Association of Anatomical Pathology Technology (AAPT) council member Martin Goddard on how his profession has coped during the pandemic.

The COVID-19 pandemic has changed the world in which we live. Our perceptions of healthcare and its availability has changed as COVID-19 has taken a grip, and the provision of healthcare that we once took for granted is now cherished like never before.

People have taken to the streets to bang pots and pans, supermarkets have made special provisions for exclusive access and those working within care settings have taken extra pride in their roles.

Whilst for many years the focus of healthcare has been on doctors and nurses, throughout the pandemic, many previously unseen professions are coming to the fore, and major news organisations such as the BBC, ITV and Sky have presented the many different staff groups who work in hospitals and other healthcare organisations.

Michelle Williams, a Mortuary Manager from Gloucestershire, says: “Public recognition for nurses and other undervalued professions was and still is exceptional during this pandemic; the focus on them is rightly deserved. What this pandemic has done has changed public perception of frontline staff.

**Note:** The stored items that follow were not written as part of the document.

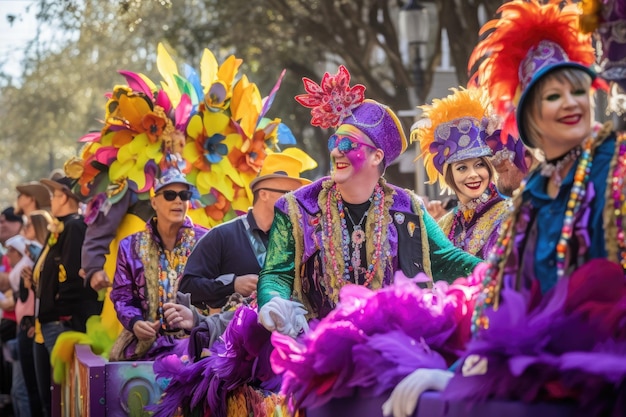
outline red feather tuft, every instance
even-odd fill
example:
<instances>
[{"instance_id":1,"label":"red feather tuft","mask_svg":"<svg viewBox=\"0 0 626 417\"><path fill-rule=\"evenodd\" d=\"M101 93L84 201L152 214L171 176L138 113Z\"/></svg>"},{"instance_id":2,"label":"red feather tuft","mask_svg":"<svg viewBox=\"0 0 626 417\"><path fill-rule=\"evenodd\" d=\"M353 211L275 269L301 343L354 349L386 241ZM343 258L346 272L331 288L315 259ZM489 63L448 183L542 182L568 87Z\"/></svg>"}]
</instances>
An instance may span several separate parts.
<instances>
[{"instance_id":1,"label":"red feather tuft","mask_svg":"<svg viewBox=\"0 0 626 417\"><path fill-rule=\"evenodd\" d=\"M595 55L590 36L578 29L578 9L571 0L542 5L536 0L514 0L499 9L499 19L487 22L483 39L472 52L470 82L484 85L497 113L507 117L519 100L519 67L528 51L547 40L560 45L573 62L590 66ZM506 132L503 131L503 134Z\"/></svg>"},{"instance_id":2,"label":"red feather tuft","mask_svg":"<svg viewBox=\"0 0 626 417\"><path fill-rule=\"evenodd\" d=\"M602 90L602 91L605 91L605 92L608 92L609 89L611 88L609 86L609 84L606 81L604 81L602 78L600 78L600 77L596 77L593 80L593 82L591 83L591 87L596 89L596 90Z\"/></svg>"},{"instance_id":3,"label":"red feather tuft","mask_svg":"<svg viewBox=\"0 0 626 417\"><path fill-rule=\"evenodd\" d=\"M502 143L506 143L509 135L514 138L519 138L517 121L515 120L515 112L510 112L502 123L502 131L500 132L500 140L502 141Z\"/></svg>"}]
</instances>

She continues: “As anatomical pathology technologists (APTs) we have historically dealt with a great deal that is unspoken and have got used to being hidden away from the public. Although this is frustrating, we carry on with self-pride, accepting that our recognition comes directly from the families that we have contact with. I don’t believe that any of my colleagues would have felt anything but proud of the acknowledgement other professionals are receiving during this time, however, for my profession now to be noticed and heard is something we have all quietly hoped for for a long time.”